The system works by breaking images down into small features (words) that together (in hundreds or thousands) combine to make objects and scenes that work regardless of the size of the object in the frame, it’s position, or even its orientation. This is done off-line and is currently quite slow, though they’re hoping to speed up to real time eventually.
Once the video (they’ve been working mainly with movies) has been indexed, we were told, then you can select any object on any frame and use that to search the rest of the movie. So, for instance you can select an object (they show an example where they choose a tie from the movie Groundhog Day) and then it comes up with other instances of that or other ties. The same thing should happen with other kinds of objects. They also have a system for identifying and tracking actors in frames, and then adding the character/actor’s name to the index using fansite transcripts of movies and TV shows.
I was quite excited to write about this after watching the presentation, and had intended to read up their papers to really understand the work better before writing this blog. But fortunately or unfortunately, I chose to use their demo first, and decided not to bother: the technology does not work nearly as well they claimed… at least, not as far as I can see. I encourage you to go and try out the system for yourself and let me know if you have better success. I tried searching their demo movie Charadefor many objects: a pillar, a car, a phone, letters and numbers, a passport, a bottle… and more. I really wanted it to work because I had been impressed with the talk. I even tried searching for a tie like on Groundhog Day.

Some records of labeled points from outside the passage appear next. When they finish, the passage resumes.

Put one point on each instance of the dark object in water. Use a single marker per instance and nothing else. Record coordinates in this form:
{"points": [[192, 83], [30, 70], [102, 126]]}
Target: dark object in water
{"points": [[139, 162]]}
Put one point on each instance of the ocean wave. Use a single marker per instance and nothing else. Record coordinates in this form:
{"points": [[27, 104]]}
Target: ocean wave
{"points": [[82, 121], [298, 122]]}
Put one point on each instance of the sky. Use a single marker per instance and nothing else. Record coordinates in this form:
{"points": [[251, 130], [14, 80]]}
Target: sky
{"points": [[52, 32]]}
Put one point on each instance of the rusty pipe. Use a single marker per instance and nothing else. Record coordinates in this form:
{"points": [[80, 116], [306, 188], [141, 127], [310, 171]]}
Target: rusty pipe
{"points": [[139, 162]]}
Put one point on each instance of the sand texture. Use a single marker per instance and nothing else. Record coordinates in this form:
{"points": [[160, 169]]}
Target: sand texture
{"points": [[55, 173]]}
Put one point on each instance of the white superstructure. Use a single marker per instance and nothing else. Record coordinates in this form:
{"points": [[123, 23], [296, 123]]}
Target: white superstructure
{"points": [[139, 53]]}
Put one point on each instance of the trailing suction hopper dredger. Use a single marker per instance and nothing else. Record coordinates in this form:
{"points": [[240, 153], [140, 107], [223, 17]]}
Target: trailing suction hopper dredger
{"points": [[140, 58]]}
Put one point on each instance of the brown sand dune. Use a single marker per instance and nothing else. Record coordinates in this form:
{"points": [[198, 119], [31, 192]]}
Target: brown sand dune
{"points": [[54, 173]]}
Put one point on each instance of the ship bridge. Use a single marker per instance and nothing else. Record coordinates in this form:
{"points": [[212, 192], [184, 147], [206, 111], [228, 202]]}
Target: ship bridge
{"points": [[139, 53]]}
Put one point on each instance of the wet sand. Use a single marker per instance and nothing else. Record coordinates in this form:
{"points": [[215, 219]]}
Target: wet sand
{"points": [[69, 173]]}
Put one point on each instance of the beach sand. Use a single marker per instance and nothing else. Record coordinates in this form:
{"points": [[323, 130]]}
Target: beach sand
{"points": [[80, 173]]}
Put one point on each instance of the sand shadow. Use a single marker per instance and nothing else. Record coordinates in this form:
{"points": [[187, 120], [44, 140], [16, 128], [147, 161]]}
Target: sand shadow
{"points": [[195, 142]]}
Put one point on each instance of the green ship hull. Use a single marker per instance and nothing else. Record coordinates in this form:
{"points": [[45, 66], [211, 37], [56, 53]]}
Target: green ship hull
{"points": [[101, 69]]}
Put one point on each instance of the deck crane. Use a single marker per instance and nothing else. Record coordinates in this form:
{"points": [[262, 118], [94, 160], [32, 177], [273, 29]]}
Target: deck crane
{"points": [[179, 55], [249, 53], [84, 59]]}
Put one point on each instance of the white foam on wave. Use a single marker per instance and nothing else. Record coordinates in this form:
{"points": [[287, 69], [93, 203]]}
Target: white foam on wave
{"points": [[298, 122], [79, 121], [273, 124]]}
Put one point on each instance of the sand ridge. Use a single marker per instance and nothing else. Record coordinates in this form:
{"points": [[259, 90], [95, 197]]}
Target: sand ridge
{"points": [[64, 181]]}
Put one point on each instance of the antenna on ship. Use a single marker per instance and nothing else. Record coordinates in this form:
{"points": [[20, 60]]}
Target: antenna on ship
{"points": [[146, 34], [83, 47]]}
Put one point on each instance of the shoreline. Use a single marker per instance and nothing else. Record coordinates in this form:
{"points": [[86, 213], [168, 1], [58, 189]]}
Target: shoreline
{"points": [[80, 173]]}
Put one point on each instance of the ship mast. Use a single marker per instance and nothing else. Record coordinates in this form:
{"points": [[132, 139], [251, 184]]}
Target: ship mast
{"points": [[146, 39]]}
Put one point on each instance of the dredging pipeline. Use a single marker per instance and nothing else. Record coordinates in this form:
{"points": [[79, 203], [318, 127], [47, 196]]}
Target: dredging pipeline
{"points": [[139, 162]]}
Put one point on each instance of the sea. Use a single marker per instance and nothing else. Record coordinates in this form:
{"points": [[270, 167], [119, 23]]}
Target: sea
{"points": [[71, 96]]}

What I found was that instead of being able to identify objects, the system seemed to be picking up minor geometrical features of objects like textures and general shapes (like long and thin) and found those. In the particular case of the Groundhog Daytie, I suspect that the system was finding the large cross-hatch pattern, not the tie itself. Maybe I was looking for the wrong things, I don’t know. And maybe the face recognition system (which they have no online demo of) really does work better.
But it felt to me like the searches that work well are the exception rather than the rule, which goes to the credibility of the research… and suggests that machine vision really is in as poor a state as we all suspected.